화학공학소재연구정보센터
Energy & Fuels, Vol.25, No.12, 5584-5593, 2011
An Experimental Comparison of the Sooting Behavior of Synthetic Jet Fuels
An experimental study is conducted for the laminar, atmospheric pressure, sooting, coflow diffusion flames of prevaporized Jet A-1 and four synthetic jet fuels to compare their sooting characteristics and flame structures. Soot volume fraction, species concentration, and temperature profiles are measured, using the laser extinction measurement method, gas chromatography, and fine wire thermocouples, respectively. To evaluate the sooting tendency of the fuels, their smoke point heights are measured using the ASTM D1322 method and compared.

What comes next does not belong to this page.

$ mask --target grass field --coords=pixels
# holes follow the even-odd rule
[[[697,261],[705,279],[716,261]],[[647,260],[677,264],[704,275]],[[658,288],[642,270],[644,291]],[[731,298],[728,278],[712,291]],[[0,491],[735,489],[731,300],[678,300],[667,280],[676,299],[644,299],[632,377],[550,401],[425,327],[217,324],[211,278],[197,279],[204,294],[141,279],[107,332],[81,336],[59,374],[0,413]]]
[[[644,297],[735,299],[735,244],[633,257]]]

The synthetic jet fuels under investigation are ( I) Fully SyntheticJet Fuel (FSJF), which is a coal-to-liquids (CtL) kerosene plus some coal tar derived material from Sasol, (2) Fischer-Tropsch Synthetic Paraffinic Kerosene (FT-SPK), which is a gas-to-liquids (GtL) product from Shell, (3) SPK plus naphthenic cut (50% by volume), and (4) SPK plus hexanol (20% by volume). The threshold sooting index (TSI) of the proposed surrogate mixtures for the fuels are calculated and compared to the TSI of the real fuels to evaluate the performance of the surrogates in predicting the sooting behavior of the actual fuels. The surrogate mixtures underpredict the sooting tendency of the Jet A-1, FSJF, and SPK + naphthenic cut, although they correctly capture the trend. It is shown that the soot concentration and the TSI values are strongly dependent on the aromatic content of the fuels. Fuels with the largest soot concentrations and sooting indexes, in decreasing order, are Jet A-1, FSJF, SPK + naphthenic cut, FT-SPK, and SPK + hexanol. There are minor differences between the species concentration and temperature profiles of the heavily sooting flames (Jet A-1, FSJF, and SPK + naphthenic cut) and the lightly sooting flames (FT-SPK and SPK + hexanol), caused by the lower contribution of aromatics to the formation of light aliphatic species and the higher radiative heat transfer by soot particles in the heavily sooting flames. It is demonstrated that the soot levels in flames are proportional to benzene concentrations but not to acetylene levels. Thus, only aromatic-based inception models can capture the differences in soot formation for jet fuels.